A poda não é rotineiramente necessária, mas pode ser usada para controlar a altura ou estimular a ramificação. O caule pode ser cortado na altura desejada usando tesouras limpas e afiadas; novo crescimento emergirá logo abaixo do corte, muitas vezes produzindo dois ou mais brotos novos e criando uma aparência mais arbustiva. A seção de caule cortado pode ser usada como uma muda para propagação. Remova quaisquer folhas mortas ou severamente danificadas puxando-as para baixo, afastadas do caule, de forma limpa.
Corte uma seção de caule saudável de 10 a 20 cm usando tesouras limpas e afiadas. Deixe a extremidade cortada cicatrizar por uma ou duas horas, depois insira-a em um vaso com substrato mal úmido e bem drenado ou em um copo de água. Coloque em um local quente e claro, longe da luz solar direta, e as raízes devem se desenvolver em quatro a oito semanas.

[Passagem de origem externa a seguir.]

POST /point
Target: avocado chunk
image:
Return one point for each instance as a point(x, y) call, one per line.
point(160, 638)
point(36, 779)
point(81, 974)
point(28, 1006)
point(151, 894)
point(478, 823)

Faça um corte superficial para cima parcialmente através do caule no ponto desejado, preencha a ferida com musgo sphagnum úmido e envolva firmemente em filme de polietileno transparente preso em ambas as extremidades. Uma vez que raízes substanciais fiquem visíveis através do musgo (normalmente após várias semanas), corte o caule abaixo da seção enraizada e replante a nova planta.
Nativa de Madagascar.
O nome do gênero Dracaena é derivado da palavra grega antiga 'drakaina', significando uma fêmea dragão, uma referência à resina vermelha produzida por Dracaena draco e espécies relacionadas. O epíteto da espécie marginata significa 'marginado' em latim, descrevendo as margens coloridas distintas ao longo das bordas das folhas. O nome do cultivar 'Tricolor' é latim direto para 'três-colorido', referindo-se às três cores distintas (verde, creme e vermelho-rosado) presentes nas listras das folhas.
Dracaena marginata é nativa de Madagáscar e foi descrita cientificamente no início do século 19. Tornou-se amplamente cultivada como planta ornamental durante o século 20 conforme a indústria de plantas de interior se expandiu, valorizada por sua forma escultural e resiliência relativa. O cultivar 'Tricolor' foi desenvolvido através de cultivo seletivo para aprimorar a variegação natural da espécie, com as listras rosa-vermelhas e creme distintas tornando-o particularmente popular. Em algumas culturas, espécies de Dracaena são associadas a sorte e energia positiva, e são comumente usadas como plantas especimens de interior em casas e escritórios na Europa, América do Norte e Ásia Oriental. A Dracaena draco relacionada, a Árvore-de-dragão das Ilhas Canárias, tem uma história cultural muito mais antiga, com espécimes antigos tendo sido reverenciados como árvores sagradas pelo povo Guanche indígena das Ilhas Canárias.
Folhas verdes com margens vermelho-púrpura apenas; sem listras de creme.
Folhas em duas cores com listras verde e vermelha, sem a faixa central de creme da Tricolor.
O tema desta entrada; folhas com listras verde, creme e vermelho-rosado.
Folhas predominantemente vermelho-rosa profundo com margens verde estreitas; mais intensamente colorida do que a Tricolor.
Folhas mais largas e robustas do que a espécie típica e um tronco mais espesso, dando uma aparência mais dramática e escultural.